New Algorithm Groups Parkinson’s Symptoms to Predict Progression
In their study, the algorithm — based on a branch of computer science called machine learning — identified groups of Parkinson’s symptoms and predicted how they would progress in timing and severity.
“Hopefully, by using machine learning to learn from large amounts of patient data, clinicians and researchers could have a new tool to better predict the notoriously varying progression of symptoms in individual Parkinson’s patients,” IBM stated in a press release.
With this tool, doctors and researchers might “better manage and treat the disease, as well as use the best candidates for more targeted and effective clinical trials,” the company added.
Scientists analyzed medical records of people registered with the Parkinson’s Progression Markers Initiative (PPMI), an observational study designed to collect and catalogue as much information on Parkinson’s and its various features over an individual’s life as possible.
Up to seven years’ worth of medical records per person were gathered, covering 423 Parkinson’s patients and 196 healthy people serving as controls.

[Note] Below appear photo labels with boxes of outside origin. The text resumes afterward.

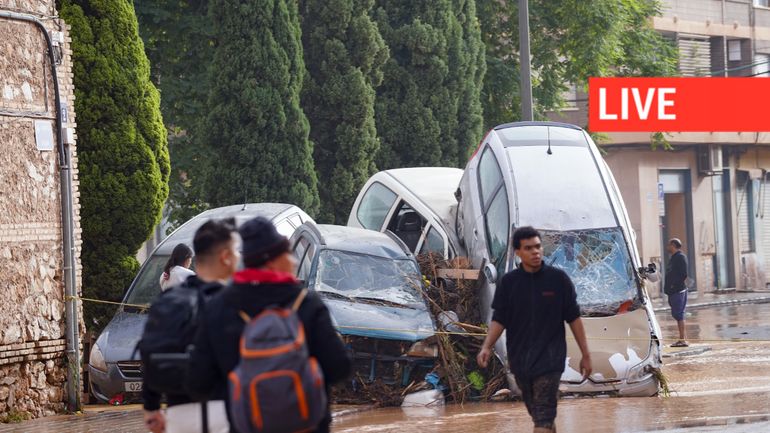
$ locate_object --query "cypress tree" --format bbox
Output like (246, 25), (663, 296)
(300, 0), (388, 224)
(374, 0), (484, 168)
(444, 0), (487, 167)
(61, 0), (169, 330)
(202, 0), (318, 214)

“Having access to a large dataset is crucial for success in machine learning models,” the company stated, “which is why the troves of data in the PPMI were key to our model’s viability.”
By using this data to “train” their algorithm to identify complex patterns of disease symptoms and progression, the researchers identified eight distinct Parkinson’s states. These run from the first state, which is the most mild, to the eighth and most severe state, also called the terminal state.
Importantly, the eight states identified by the algorithm largely agreed with clinical observations assigned to each corresponding individual.
The eight states are mainly defined by functional impairment, tremor, a stillness known as bradykinesia, and neuropsychiatric measures. States five and eight, for instance, associated with more postural instability or gait difficulty.
People in the eighth state were more likely than others to develop dementia, or motor symptoms that limited their daily ability to function.
Individual states appeared to influence disease progression. In other words, the state in which a person found themselves was likely to determine their future states.
“Although the states were constrained to be progressive, sequential progression through disease states was not observed,” the researchers noted. “Thus, our model discovered non-sequential, overlapping disease progression trajectories, supporting the use of non-deterministic disease progression models.”
The most observed transitions went from states seven to eight, six to seven, and four to six, while transitions directly from states one to eight, two to three, and four to seven were never observed.
A person’s starting state also appeared to affect how much time passed before reaching stage eight. Patients beginning in state five, for instance, tended to arrive at the terminal state faster than others (median time, 2.25 years).
The researchers acknowledge that much work remains to expand upon these preliminary results. In future work, for instance, they plan on adding information on biomarkers, such as genetic data and neuroimaging results.
Their hope, they wrote, is that their model “can help in patient management and provide more specific inclusion criteria and outcome definitions during clinical trial design.”